Le pétrole brut (1ère partie)

Gros plan sur l'Arabie Saoudite

Suffisamment d'arguments haussiers

Des fondamentalistes islamiques en Syrie et Irak, de l'agitation en Libye, des sanctions économiques contre la Russie donnent suffisamment de matière pour créer des tensions sur le marché du pétrole. Mais contre toute attente, c'est l'inverse qui se produit : le prix du pétrole a chuté de 20% au cours de ces dernières semaines. Le pétrole, le lubrifiant de l'économie mondiale, est aussi un marché politique. Mais il y a d'autres facteurs qui jouent un rôle, et non des moindres est la loi de l'offre et de la demande.

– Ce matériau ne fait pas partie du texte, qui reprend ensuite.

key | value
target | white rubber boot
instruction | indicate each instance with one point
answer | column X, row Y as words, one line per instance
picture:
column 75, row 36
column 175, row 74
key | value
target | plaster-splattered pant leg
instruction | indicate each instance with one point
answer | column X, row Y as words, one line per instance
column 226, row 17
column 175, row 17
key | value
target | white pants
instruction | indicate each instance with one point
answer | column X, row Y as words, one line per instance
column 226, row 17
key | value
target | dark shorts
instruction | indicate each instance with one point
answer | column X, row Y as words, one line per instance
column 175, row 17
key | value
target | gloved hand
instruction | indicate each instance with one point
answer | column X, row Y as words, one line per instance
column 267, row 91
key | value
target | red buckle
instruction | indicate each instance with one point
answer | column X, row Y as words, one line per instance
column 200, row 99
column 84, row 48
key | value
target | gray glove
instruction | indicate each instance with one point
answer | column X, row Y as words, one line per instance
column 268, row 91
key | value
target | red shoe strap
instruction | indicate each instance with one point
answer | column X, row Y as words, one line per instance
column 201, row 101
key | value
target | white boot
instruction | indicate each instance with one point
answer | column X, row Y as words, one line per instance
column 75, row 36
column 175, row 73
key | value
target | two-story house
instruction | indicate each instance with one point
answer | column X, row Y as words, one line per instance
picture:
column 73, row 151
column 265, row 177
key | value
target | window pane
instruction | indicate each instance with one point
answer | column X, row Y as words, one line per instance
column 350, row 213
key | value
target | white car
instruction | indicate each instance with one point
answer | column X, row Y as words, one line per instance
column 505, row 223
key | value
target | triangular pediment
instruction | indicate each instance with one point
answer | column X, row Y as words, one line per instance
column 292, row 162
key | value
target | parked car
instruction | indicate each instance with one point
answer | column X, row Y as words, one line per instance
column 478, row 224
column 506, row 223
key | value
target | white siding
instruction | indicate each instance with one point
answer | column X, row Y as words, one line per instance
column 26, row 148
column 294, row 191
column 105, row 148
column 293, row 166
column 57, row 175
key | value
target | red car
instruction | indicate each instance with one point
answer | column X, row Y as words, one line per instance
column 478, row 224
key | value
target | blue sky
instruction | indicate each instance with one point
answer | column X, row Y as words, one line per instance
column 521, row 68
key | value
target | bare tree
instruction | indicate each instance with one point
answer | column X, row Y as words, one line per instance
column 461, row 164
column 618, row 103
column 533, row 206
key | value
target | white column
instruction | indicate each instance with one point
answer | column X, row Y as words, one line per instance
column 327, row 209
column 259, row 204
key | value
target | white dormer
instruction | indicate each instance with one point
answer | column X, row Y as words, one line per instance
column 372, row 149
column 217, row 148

L'offre : le top 10 des producteurs de pétrole


 

Source : Wikipedia

Selon l'IEA (International Energy Agency) les dix premiers producteurs de pétrole représentent plus de 63% de la production mondiale. Ce qui est intéressant est le constat que, toujours selon l'IEA, la Russie a produit 10,9 million de barils en 2012, alors que l'Arabie Saoudite n'en a produit que 9,9 millions. Cependant, l'Arabie Saoudite a toujours tenu le rôle de producteur de bouclage . Un producteur de bouclage est un fournisseur monopoliste d'une matière première qui est capable et prêt à absorber les fluctuations de la demande en produisant plus, ou moins. L' "offre“ peut ainsi être constamment adaptée ou maintenue en équilibre.

La banque centrale du pétrole brut

L'Arabie Saoudite est donc le seul fournisseur de pétrole brut dont les capacités sont telles, qu'il peut augmenter sa production à court terme pour compenser les déficits de production des autres pays ou répondre à une hausse périodique de la demande. Afin de pouvoir jouer ce rôle, il est évident que les coûts de production doivent être bas pour que la vente de pétrole, même à un prix bas, soit toujours rentable. L'état du désert, qui est parfois également nommé "la banque centrale du marché du pétrole brut", est toujours en premier plan lorsque le marché se met en mouvement. Mais visiblement ce pays ne sent pas la nécessité de réduire la production à l'heure actuelle. En septembre il a même livré plus que d'ordinaire, malgré la chute du prix.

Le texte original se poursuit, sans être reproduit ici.